Double fluorescence staining against FJC and tyrosine hydroxylase in brain sections of two EF2 animals was achieved by the method described by Ehara and Ueda (2009). Tissue sections were incubated first with blocking solution containing 1% BSA, 0.3% triton X-100 for 60 min and then with rabbit polyclonal anti-TH antibody (1:500; Millipore) for 24 h at 4°C. The sections were washed three times in phosphate buffer (PB) 0.1 M, pH 7.4, and incubated for 4 h with Rhodamine-conjugated 546-labeled anti-rabbit IgG (1:600; Jackson). After washing twice in PB, they were mounted onto gelatin coated slides and dried at 50°C for 30 min. The samples were rehydrated for 1 min, incubated in 0.06% potassium permanganate solution for 5 min, and then rinsed for 1 min in distilled water followed by FJC (0.0001% dissolved in 0.1% acetic acid) for 30 min. After rinsed in distilled water, the sections were dried at 50°C for 20 min, clearead in xylene for 1 min and coverslipped with Entellan. Fluoro-Jade C and TH in the CS and SN were analyzed using an epifluorescence microscope (Leica, DM LB).

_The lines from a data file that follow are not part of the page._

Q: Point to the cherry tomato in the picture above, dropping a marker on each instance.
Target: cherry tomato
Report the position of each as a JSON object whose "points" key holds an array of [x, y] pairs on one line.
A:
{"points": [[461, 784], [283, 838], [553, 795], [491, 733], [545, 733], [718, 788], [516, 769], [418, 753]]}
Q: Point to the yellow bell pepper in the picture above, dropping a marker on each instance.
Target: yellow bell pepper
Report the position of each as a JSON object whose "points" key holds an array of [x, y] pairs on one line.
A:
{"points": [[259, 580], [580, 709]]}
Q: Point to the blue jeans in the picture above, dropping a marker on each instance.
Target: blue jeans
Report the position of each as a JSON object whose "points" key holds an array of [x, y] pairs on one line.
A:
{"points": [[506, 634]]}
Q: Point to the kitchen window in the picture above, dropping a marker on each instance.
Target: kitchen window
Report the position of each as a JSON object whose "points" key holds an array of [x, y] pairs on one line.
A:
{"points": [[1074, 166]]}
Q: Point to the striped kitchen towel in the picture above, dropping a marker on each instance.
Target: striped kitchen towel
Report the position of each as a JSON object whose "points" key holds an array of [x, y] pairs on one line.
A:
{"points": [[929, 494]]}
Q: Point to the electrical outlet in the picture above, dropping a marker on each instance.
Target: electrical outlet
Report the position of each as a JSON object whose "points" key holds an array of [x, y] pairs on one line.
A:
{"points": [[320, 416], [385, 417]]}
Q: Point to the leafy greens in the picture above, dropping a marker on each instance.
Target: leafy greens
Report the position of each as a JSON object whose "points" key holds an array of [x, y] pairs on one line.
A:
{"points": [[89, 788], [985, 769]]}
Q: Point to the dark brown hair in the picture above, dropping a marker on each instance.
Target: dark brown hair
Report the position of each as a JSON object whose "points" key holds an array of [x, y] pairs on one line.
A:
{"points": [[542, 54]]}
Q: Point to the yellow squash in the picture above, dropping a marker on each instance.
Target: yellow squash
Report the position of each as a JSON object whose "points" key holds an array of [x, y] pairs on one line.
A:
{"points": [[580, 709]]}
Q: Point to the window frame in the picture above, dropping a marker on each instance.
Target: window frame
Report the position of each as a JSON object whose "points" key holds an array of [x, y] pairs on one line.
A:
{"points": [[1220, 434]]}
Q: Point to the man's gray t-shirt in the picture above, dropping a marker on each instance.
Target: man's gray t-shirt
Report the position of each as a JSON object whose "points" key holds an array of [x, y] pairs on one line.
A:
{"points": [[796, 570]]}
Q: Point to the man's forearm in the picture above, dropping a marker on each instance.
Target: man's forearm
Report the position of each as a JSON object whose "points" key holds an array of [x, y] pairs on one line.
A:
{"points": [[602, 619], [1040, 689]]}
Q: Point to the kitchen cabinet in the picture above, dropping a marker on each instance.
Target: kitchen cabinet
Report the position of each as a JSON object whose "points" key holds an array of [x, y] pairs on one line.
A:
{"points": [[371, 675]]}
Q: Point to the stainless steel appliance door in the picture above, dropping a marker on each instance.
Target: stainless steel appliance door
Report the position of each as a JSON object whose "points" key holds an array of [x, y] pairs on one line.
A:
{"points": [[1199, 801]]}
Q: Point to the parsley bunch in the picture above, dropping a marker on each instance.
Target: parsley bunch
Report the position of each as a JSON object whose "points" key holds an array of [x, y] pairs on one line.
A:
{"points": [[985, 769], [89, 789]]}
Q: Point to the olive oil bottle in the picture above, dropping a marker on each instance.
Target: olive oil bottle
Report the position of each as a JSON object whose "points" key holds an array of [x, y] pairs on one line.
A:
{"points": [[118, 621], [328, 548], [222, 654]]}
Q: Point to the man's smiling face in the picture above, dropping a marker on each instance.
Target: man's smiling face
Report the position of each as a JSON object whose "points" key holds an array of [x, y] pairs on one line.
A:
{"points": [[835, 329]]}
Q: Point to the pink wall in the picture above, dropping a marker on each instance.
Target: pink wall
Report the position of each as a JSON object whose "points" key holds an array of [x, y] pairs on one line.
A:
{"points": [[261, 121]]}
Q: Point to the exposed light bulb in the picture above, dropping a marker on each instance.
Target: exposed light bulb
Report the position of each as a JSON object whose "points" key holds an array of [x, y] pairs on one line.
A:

The fatty acid profiles of CS and midbrain phospholipids were assessed in F1 groups at 95 days and F2 groups at 35 days of age. The pups (n = 6/group) were decapitated and the regions containing the CS or midbrain were rapidly dissected in an ice bath. The tissues were homogenized in a 50 mM Tris-HCl buffer (pH = 7.4) with EGTA and centrifuged for 30 min at 28,000 g at 4°C. The pellets were immediately re-suspended in 50 mM Tris-HCl buffer (pH = 7.4). The total lipids of CS or midbrain homogenates were extracted according to Folch et al. (1957). The phospholipids were then separated by means of a Sep-Pak procedure (Juaneda and Rocquelin, 1985) and transmethylated (Berry et al., 1965). These samples were analyzed using a Shimatzu GC apparatus equipped with a flame ionization detector and HP-inowax 20 M) capillary column (30 m × 0.32 mm × 0.3 μm). The column temperature was initially 40°C for 1 min, then increased to 150°C by 55°C/min, and finally increased to 220°C by 1.7°C/min. The injector and detector temperatures were 200 and 220°C, respectively. Hydrogen was used as the carrier gas at a flow rate of 1.0 mL/min; injection was in split-less mode and the injection volume was 1.0 μL of the sample isoctane extract. A standard fatty acid methyl ester mixture (Supelco™, 37 Component FAME mix, USA) was used to identify the fatty acid methyl esters by their retention time. Fatty acid data were expressed as percentage of total peak area. Data are expressed as the mean ± standard deviation (SD). Differences between the groups were analyzed by Student's t-test and considered significant at P < 0.05.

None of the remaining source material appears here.